If Trump is looking for advice on how one might beat a nation’s press into submission, he might pick up the phone and call Turkish President Recep Tayyip Erdogan. Under Erdogan’s leadership, Turkey has become the world’s leading jailer of journalists. His efforts to intimidate and silence the Turkish press date back to at least 2012, but they have taken on a new force since the failed attempt to overthrow the government in July of this year. At least 120 journalists have been jailed just since the coup. Some 150 news outlets have been shut down; others have been transferred to businessmen with ties to the government.
Two facts about this assault on the press are particularly unsettling. First, the campaign appears to be working. The surviving independent newspapers have, it appears, been successfully intimidated to some degree. The perception among observers is that they are “beginning to pull their punches” on the Erdogan government. And the effect is unlikely to be confined to journalists. In an eloquent essay in the New Yorker, Turkish novelist Elif Shafak explains that while authoritarianism poses a risk to all forms of art, the prose writer is at particular risk. Citing George Orwell, Shafak notes that the prose writer cannot control his thoughts without “killing his inventiveness,” and that the choice for the writer in an authoritarian regime is between “silence” and “death.” This silence can be corrupting:
Silence is a strange thing, a gooey, sticky substance that sours the longer you keep it inside your mouth, like a gum gone rotten without your being aware. And it carries a contagion: strangely, silence loves company. It is easier to remain silent when others, too, do the same. Silence hates individuality. Silence hates solitude.

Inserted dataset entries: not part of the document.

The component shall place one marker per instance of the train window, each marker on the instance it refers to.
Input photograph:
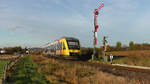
(73, 43)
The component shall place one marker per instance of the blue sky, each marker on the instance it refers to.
(36, 22)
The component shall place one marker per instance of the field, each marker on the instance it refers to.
(140, 53)
(60, 72)
(41, 70)
(2, 64)
(25, 72)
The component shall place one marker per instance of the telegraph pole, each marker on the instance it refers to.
(96, 12)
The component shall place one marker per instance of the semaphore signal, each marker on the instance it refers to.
(96, 12)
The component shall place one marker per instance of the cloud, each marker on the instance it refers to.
(15, 27)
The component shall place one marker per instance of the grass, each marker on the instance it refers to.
(25, 72)
(138, 57)
(130, 53)
(60, 72)
(2, 65)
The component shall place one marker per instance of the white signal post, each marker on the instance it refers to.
(95, 29)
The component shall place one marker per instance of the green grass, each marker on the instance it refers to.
(26, 72)
(2, 64)
(137, 61)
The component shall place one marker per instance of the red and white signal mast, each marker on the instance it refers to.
(96, 12)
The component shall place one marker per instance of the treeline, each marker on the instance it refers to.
(132, 46)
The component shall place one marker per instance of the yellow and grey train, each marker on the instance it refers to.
(65, 46)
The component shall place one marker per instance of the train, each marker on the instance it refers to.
(63, 47)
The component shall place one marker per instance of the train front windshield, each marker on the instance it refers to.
(73, 44)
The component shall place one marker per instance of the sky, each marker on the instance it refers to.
(33, 23)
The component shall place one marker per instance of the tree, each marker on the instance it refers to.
(131, 45)
(118, 45)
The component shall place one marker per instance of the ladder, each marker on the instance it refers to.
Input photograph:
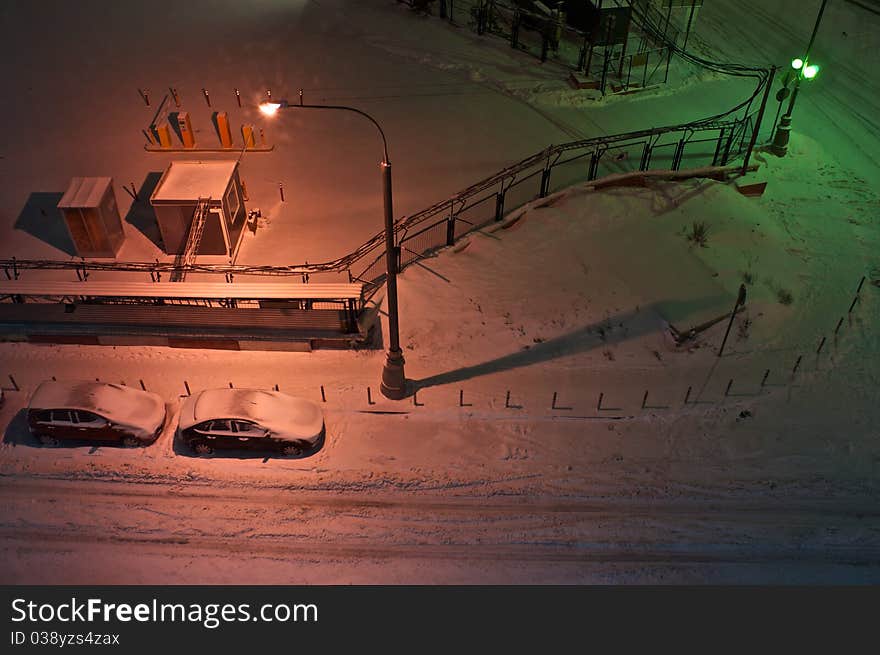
(187, 257)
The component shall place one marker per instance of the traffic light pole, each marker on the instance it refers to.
(783, 130)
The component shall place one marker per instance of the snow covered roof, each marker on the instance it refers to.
(191, 180)
(85, 192)
(281, 414)
(117, 403)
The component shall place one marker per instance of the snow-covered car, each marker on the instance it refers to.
(250, 419)
(95, 411)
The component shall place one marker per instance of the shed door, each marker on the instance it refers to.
(78, 232)
(95, 228)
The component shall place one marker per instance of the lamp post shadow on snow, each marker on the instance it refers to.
(41, 218)
(636, 323)
(141, 214)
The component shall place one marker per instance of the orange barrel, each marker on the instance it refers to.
(223, 129)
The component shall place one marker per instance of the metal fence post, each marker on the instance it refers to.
(679, 152)
(499, 206)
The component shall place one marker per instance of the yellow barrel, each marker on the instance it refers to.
(186, 133)
(163, 131)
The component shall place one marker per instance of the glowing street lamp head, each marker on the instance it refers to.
(270, 108)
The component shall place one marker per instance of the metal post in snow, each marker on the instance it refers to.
(740, 299)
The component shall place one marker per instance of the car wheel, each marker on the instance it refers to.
(202, 448)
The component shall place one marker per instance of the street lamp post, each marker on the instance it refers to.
(805, 70)
(393, 383)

A second disconcerting fact is that no end to this campaign—and to Erdogan’s attempts to expand his power more generally—is in sight. Predictably, Erdogan’s popularity soared in the aftermath of the failed coup. This is so because the forces who orchestrated the coup—Fethullah Gulen, a cleric living in exile in Pennsylvania, and his followers—presented a very real threat to the stability of the Turkish state. As a close friend put it to me, the Turkish people see Erdogan as the lesser of two evils. They are “sick and tired” of his government, but recognize that a successful coup would have plunged the country into instability and chaos. Stability is hard to come by in that region, and it is worth fighting for—even if it comes at the cost of authoritarianism.

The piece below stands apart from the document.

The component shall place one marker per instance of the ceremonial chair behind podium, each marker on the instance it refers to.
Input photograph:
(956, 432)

It may be hard for some to imagine such a brutal attack on the press transpiring in the United States. American courts have, by and large, shown themselves to be guardians of the First Amendment, and efforts to jail journalists would be met with an outcry from the American public. That may be so—for now. Threats to national security, real and imagined, can displace deep-seated principles overnight. The inconceivable becomes normal—even obvious. And even if he doesn’t replicate Erdogan’s campaign, President Trump could maintain or intensify efforts that President Obama undertook to stymie the press, including seeking to jail journalists who refuse to identify their confidential sources and vigorously resisting freedom of information requests. One hopes, however, that these actions would be met with more scrutiny from the public than they were under President Obama.